Key Responsibilities:
Understanding the Existing Scalding Codebase
Analyze the current Scaling-based data pipelines.
Document existing business logic and transformations.
Migrating the Logic to Spark
Convert existing Scaling jobs into Spark (Py Spark/Scala) while ensuring optimized performance.
Refactor data transformations and aggregations in Spark.
Optimize Spark jobs for efficiency and scalability.
Ensuring Data Parity & Validation
Develop data parity tests to compare outputs between Scalding and Spark implementations.
Identify and resolve any discrepancies between the two versions.
Work with stakeholders to validate correctness.
Writing Unit Tests & Improving Code Quality
Implement robust unit and integration tests for Spark jobs.
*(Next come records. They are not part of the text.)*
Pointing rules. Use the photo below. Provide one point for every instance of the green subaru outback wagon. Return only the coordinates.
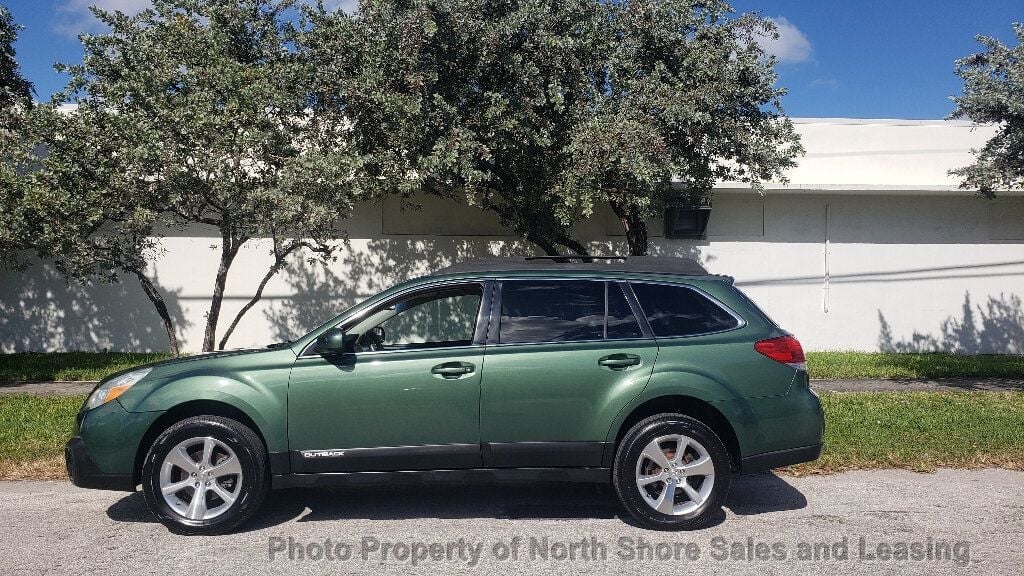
(645, 372)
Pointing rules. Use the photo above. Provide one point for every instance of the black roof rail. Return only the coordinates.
(639, 264)
(559, 257)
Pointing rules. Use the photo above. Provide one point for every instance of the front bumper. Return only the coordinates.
(83, 470)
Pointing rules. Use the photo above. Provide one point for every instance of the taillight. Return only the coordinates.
(785, 350)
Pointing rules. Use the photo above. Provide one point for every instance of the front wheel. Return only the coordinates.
(672, 472)
(205, 475)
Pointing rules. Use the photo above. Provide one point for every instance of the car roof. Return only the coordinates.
(635, 264)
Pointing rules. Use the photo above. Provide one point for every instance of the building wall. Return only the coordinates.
(911, 262)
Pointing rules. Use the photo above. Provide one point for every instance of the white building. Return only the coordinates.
(870, 245)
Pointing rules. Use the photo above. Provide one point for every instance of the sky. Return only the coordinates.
(865, 58)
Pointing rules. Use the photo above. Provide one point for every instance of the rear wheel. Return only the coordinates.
(205, 475)
(672, 472)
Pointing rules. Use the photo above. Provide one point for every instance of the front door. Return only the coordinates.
(404, 397)
(569, 355)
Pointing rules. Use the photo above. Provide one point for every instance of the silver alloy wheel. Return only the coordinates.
(201, 478)
(674, 463)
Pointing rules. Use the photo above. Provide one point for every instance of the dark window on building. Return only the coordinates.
(622, 322)
(675, 311)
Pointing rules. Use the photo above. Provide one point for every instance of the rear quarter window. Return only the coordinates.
(679, 311)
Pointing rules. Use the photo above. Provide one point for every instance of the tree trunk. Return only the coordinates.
(546, 244)
(158, 302)
(635, 227)
(228, 249)
(281, 258)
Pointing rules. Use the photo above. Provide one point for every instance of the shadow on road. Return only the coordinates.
(752, 494)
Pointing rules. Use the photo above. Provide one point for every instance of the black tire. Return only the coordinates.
(252, 458)
(629, 453)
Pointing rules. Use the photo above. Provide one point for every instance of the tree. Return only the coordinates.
(684, 92)
(542, 110)
(211, 127)
(14, 89)
(60, 209)
(993, 93)
(460, 99)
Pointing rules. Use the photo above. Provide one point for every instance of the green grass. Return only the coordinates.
(71, 365)
(94, 366)
(906, 429)
(891, 365)
(34, 430)
(921, 430)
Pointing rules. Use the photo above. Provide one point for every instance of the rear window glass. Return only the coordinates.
(676, 311)
(551, 312)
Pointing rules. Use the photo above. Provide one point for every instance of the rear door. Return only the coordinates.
(404, 397)
(566, 357)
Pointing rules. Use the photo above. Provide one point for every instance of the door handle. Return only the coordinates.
(453, 370)
(620, 361)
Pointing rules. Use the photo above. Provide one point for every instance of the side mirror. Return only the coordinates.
(332, 341)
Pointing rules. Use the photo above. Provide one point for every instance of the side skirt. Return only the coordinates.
(471, 476)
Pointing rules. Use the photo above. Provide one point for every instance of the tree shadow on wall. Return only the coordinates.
(996, 328)
(40, 312)
(320, 292)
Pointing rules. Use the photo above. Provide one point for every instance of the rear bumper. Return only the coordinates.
(768, 460)
(83, 470)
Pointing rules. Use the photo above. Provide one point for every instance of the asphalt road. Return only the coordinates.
(951, 522)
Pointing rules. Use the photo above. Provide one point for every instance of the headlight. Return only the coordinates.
(114, 387)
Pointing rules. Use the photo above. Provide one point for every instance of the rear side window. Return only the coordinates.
(677, 311)
(564, 311)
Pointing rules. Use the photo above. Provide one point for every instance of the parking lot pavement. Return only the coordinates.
(882, 522)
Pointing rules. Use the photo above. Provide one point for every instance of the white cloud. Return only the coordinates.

Ensure code meets engineering best practices (modular, reusable, and well-documented).
Required Qualifications:
Experience in big data processing with Apache Spark (PySpark or Scala).
Strong experience with data migration from legacy systems to Spark.
Proficiency in Scalding and MapReduce frameworks.
Experience with Hadoop, Hive, and distributed data processing.
Hands-on experience in writing unit tests for Spark pipelines.
Strong SQL and data validation experience.
Proficiency in Python, Scala
Knowledge of CI/CD pipelines for data jobs.
Familiarity with Apache Airflow orchestration tool.